SAS 70 vs. SSAE 16 from the service provider perspective

Although it’s unclear what, if anything, the FFIEC* will say about the new standard before it is officially adopted in June of next year, one thing is certain…both vendors and financial institutions will need to become familiar with the differences in the interim.  And one of the most significant differences between the two reporting standards from the service provider’s perspective is the wider scope of the new standard.  While the SAS 70 auditing standard only called for a description of “controls”, the SSAE 16 standard requires a description of the service provider’s “system”.  A “system” is defined as the services provided, along with the supporting processes, policies, procedures, personnel and operational activities that constitute the service organization’s core activities that are relevant to user entities...including third-party providers.   A SAS  70 report, on the other hand, does not, and might in fact contain language similar to “our examination did not extend to controls of the third-party service organizations…”

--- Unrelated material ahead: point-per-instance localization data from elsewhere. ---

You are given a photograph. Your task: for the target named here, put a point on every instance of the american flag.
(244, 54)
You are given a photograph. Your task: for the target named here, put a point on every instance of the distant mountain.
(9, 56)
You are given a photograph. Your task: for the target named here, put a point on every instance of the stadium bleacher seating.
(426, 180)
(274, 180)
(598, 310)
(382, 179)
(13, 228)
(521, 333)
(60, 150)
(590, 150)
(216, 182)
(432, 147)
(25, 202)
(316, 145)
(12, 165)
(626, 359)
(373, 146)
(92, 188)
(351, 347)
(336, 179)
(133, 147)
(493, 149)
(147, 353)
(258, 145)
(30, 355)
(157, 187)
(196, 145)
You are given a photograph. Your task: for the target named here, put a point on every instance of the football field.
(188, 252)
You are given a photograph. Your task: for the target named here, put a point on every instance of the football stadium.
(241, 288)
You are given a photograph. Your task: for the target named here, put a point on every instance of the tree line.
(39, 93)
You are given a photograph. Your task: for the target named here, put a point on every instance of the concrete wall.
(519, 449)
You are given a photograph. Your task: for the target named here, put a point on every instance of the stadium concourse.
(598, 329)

The implication of this expansion from “controls” to “system” is more than conceptual.  On the plus side for the financial institution, a more expansive report allows for a more accurate representation of the actual risk, resulting in a more thorough risk assessment.  The primary advantage for the service provider is that they won’t be required to re-issue a report if they add additional products or services, only if there are material changes in the supporting infrastructure.  This makes sense, because the adequacy and effectiveness of controls depends more on the environment in which the controls operate, and less on the specific services the environment supports or provides.

The new standard definitely places a bigger burden on the service provider, but the financial institution is still required to carefully and critically evaluate whether the new report adequately supports their oversight responsibilities.

*The term “SAS 70” is used 30 times, and in 8 of the 12 FFIEC Examination Handbooks.